The Canadian dollar CADUSD weakened against its U.S. counterpart on Friday as data showed the Canadian economy adding far fewer jobs than expected and the prospect of aggressive interest rate hikes by the Federal Reserve continued to weigh on investor sentiment.
The loonie fell 0.6% to 1.2905 to the greenback, or 77.49 U.S. cents, after trading in a range of 1.2815 to 1.2910.
On Monday, the currency touched its lowest level in more than four months at 1.2913. For the week, it fell 0.4%, its sixth straight week of declines.
“Weaker-than-expected Canadian April payroll data has been amplified by a continued selloff in stocks,” said George Davis, chief technical strategist at RBC Capital Markets. “With the risk backdrop worsening, we have seen broad-based USD strength.”

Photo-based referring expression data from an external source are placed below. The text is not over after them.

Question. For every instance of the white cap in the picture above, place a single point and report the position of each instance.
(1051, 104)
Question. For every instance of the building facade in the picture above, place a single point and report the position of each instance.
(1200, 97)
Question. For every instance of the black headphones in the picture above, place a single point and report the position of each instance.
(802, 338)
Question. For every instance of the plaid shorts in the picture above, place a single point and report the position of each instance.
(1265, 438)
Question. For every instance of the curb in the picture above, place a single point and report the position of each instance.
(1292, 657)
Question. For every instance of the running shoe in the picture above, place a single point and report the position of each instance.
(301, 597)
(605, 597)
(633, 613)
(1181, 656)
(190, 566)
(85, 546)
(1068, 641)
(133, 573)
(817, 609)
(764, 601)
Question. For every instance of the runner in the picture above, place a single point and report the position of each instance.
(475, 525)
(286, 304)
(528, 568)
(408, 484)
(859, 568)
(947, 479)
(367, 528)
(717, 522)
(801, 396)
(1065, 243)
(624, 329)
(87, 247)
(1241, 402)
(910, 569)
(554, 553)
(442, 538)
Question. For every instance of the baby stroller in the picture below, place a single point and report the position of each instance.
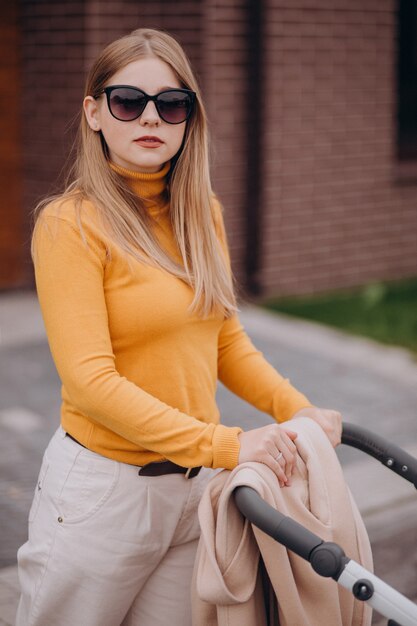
(328, 559)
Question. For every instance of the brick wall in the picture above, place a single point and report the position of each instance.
(332, 212)
(11, 215)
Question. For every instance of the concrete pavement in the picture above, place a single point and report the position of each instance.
(372, 385)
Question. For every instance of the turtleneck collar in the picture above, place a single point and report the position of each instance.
(150, 187)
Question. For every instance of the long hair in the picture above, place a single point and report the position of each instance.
(123, 215)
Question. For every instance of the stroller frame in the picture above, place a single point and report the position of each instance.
(326, 558)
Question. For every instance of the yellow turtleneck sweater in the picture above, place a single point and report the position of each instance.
(138, 371)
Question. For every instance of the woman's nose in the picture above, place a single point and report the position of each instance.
(150, 114)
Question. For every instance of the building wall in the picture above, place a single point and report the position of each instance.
(330, 207)
(11, 214)
(335, 213)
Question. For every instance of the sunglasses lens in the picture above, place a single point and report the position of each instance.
(126, 104)
(174, 106)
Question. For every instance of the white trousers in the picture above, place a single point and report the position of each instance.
(106, 546)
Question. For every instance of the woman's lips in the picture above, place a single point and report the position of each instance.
(149, 142)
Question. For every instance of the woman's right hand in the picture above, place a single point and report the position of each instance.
(265, 444)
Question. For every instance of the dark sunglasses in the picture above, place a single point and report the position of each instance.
(127, 103)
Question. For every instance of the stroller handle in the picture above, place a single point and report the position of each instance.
(389, 454)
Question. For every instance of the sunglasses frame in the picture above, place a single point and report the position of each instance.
(108, 91)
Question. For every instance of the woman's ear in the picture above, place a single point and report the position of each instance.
(91, 112)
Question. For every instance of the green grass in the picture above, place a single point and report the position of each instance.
(386, 312)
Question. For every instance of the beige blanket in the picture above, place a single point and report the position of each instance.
(227, 590)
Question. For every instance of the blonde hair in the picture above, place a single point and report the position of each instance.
(123, 215)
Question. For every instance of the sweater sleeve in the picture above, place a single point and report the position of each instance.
(69, 270)
(244, 370)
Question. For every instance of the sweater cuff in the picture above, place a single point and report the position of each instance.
(226, 446)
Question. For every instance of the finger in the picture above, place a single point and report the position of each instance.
(278, 469)
(291, 433)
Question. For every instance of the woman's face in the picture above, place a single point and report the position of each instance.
(146, 143)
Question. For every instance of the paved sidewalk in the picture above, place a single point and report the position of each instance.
(372, 385)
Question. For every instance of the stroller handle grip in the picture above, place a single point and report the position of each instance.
(389, 454)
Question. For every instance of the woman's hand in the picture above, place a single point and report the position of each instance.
(329, 420)
(272, 445)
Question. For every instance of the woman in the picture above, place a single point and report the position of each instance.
(136, 291)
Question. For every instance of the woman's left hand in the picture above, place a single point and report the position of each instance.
(329, 420)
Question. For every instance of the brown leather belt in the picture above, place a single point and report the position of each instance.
(160, 468)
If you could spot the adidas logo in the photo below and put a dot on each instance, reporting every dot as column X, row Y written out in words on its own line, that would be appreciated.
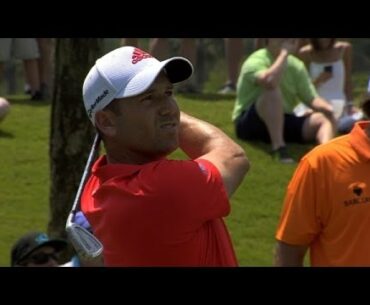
column 139, row 55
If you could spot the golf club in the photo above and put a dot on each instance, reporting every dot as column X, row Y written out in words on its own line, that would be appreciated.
column 85, row 243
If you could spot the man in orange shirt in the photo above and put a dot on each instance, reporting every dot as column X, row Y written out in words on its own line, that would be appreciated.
column 148, row 210
column 327, row 204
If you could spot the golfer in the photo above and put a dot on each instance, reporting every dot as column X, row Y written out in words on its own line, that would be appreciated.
column 146, row 209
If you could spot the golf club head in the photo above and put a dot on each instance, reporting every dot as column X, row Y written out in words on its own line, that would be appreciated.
column 86, row 244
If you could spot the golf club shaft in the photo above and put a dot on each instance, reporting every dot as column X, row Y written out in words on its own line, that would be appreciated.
column 85, row 174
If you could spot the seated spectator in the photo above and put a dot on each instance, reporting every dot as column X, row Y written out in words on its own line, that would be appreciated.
column 36, row 249
column 271, row 83
column 329, row 63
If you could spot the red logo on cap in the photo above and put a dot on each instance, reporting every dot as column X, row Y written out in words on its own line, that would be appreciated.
column 139, row 55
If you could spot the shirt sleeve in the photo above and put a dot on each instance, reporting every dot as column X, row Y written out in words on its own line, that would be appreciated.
column 300, row 221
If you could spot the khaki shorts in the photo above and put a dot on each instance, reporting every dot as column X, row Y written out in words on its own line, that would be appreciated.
column 18, row 48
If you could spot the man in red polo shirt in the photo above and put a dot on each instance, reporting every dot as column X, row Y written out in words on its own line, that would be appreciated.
column 148, row 210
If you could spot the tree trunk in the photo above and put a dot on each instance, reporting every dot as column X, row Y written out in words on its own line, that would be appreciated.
column 72, row 133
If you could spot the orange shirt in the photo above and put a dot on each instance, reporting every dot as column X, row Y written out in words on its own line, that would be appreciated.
column 327, row 204
column 163, row 213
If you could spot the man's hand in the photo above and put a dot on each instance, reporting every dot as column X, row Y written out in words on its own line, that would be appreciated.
column 290, row 45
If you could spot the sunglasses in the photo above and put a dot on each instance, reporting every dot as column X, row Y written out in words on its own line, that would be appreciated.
column 40, row 258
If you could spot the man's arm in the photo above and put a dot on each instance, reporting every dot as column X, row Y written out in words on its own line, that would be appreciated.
column 199, row 139
column 288, row 255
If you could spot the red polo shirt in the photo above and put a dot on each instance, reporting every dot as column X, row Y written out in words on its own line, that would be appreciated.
column 163, row 213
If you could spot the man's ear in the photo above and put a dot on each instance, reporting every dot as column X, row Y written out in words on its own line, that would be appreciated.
column 105, row 122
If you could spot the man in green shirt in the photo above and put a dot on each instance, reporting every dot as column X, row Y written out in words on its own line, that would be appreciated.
column 271, row 83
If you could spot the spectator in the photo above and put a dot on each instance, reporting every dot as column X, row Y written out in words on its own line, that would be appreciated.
column 270, row 85
column 326, row 207
column 329, row 63
column 148, row 210
column 27, row 50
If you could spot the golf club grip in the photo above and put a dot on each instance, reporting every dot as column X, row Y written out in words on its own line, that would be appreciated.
column 85, row 173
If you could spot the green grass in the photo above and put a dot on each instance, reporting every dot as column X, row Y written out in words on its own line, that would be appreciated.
column 24, row 176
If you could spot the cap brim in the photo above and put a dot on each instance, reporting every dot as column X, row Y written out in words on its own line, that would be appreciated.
column 177, row 69
column 57, row 244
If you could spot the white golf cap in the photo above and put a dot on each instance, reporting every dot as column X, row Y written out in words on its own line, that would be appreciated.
column 125, row 72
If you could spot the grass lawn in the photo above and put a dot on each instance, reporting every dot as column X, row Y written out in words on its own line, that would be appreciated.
column 24, row 176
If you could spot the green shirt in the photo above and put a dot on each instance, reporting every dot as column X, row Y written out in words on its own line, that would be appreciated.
column 295, row 84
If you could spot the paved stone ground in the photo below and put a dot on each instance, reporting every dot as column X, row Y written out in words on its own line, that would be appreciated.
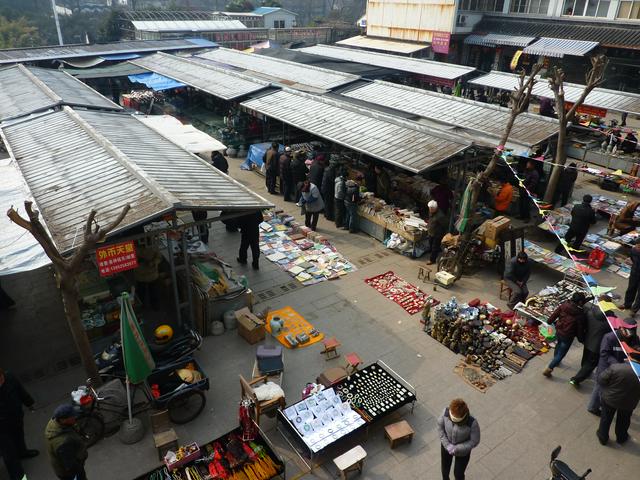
column 522, row 418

Canada added a modest 15,300 jobs in April, compared with estimates for a 55,000 gain, though the unemployment rate inched down to record low of 5.2% and the labor market remained very tight.
Meanwhile, U.S. data showed job growth increased more than expected in April, fueling investor worries of aggressive interest rate hikes to tame surging inflation.
U.S. stock indexes fell for a second straight day, while the price of oil, one of Canada’s major exports, settled 1.4% higher at $109.77 a barrel. Impending European Union sanctions on Russian oil raised the prospect of tighter crude supplies.
Canadian government bond yields rose across a steeper curve, tracking the move in U.S. Treasuries. The 10-year rose 6.1 basis points to 3.088%, the highest since July 2011.